After that the SPARC forum on the Harvard OA IR policy. There is still no there there, but there will be.

Friday, June 27, 2008

ALA Conference

ALA is in Anaheim, CA this year. Strange to go from one Orange County to another, from one Disney location to another. I am afraid it is not my favorite city. It reminds me of Joni Mitchell's "Big Yellow Taxi."
Today was devoted to ACRL and my new role as chair of the Government Relations Committee. The association does all kinds of leadership orientation etc. You can really make a much or as little as you want out of these appointments. The thing I really enjoy about this committee is that its role is focused outside the profession on how we can influence government and public policy. If the members of the committee agree I hope this year we can focus on continuing to develop the legislative advocates program in very specific strategic ways. So that we eventually have advocates in each congressional district and state that is represented by members who sit on Congressional committees that are important in terms of library, higher education, and information policy. We shall see.

Tuesday, June 03, 2008

Amy Knapp

I heard some very sad news yesterday. Amy Knapp, the AUL at Pitt when I worked there, died of colon cancer. She was my age -- 46 -- and was diagnosed with the condition in May 2007. It is always terrible when someone in the prime of life dies, but this one hits me, and I am sure everyone who knew Amy, hard.

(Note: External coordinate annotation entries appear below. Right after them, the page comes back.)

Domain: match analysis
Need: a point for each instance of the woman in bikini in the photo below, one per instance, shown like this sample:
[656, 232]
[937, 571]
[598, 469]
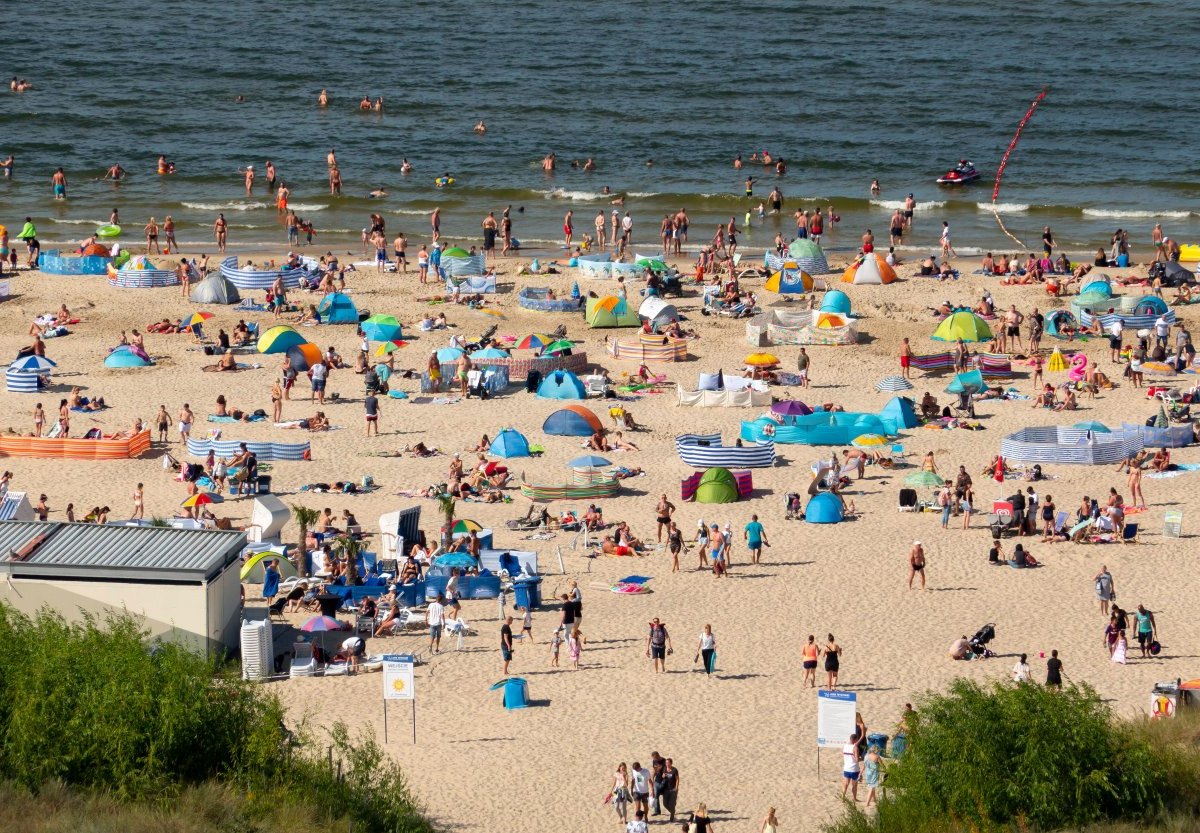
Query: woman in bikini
[810, 652]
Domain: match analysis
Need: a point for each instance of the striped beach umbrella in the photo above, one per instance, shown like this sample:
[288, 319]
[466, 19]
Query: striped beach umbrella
[893, 384]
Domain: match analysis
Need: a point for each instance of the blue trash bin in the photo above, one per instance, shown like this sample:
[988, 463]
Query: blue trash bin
[527, 592]
[516, 691]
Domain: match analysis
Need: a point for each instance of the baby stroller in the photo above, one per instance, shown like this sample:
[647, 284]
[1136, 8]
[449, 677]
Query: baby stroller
[793, 509]
[979, 641]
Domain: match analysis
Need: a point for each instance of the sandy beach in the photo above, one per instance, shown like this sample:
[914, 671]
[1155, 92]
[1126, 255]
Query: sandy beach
[745, 737]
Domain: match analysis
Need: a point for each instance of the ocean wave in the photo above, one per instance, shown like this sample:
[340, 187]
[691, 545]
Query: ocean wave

Amy was an extrovert, gregarious, yet also quite a private person and she somehow embodied for me the spirit of the libraries at Pitt. I was always struck by how perceptive she was and that, whatever meeting we were in, she was usually the smartest person in the room.

We took very different career paths. Amy was born and raised in western Pennsylvania, took all her degrees at Pitt including her doctorate in library science, and worked for the University Libraries from her first year as an undergraduate at the University's Titusville campus as a student employee, a librarian, and finally at Assistant University Librarian. She knew the University and the library system inside out. It is tough for me to imagine the place without her.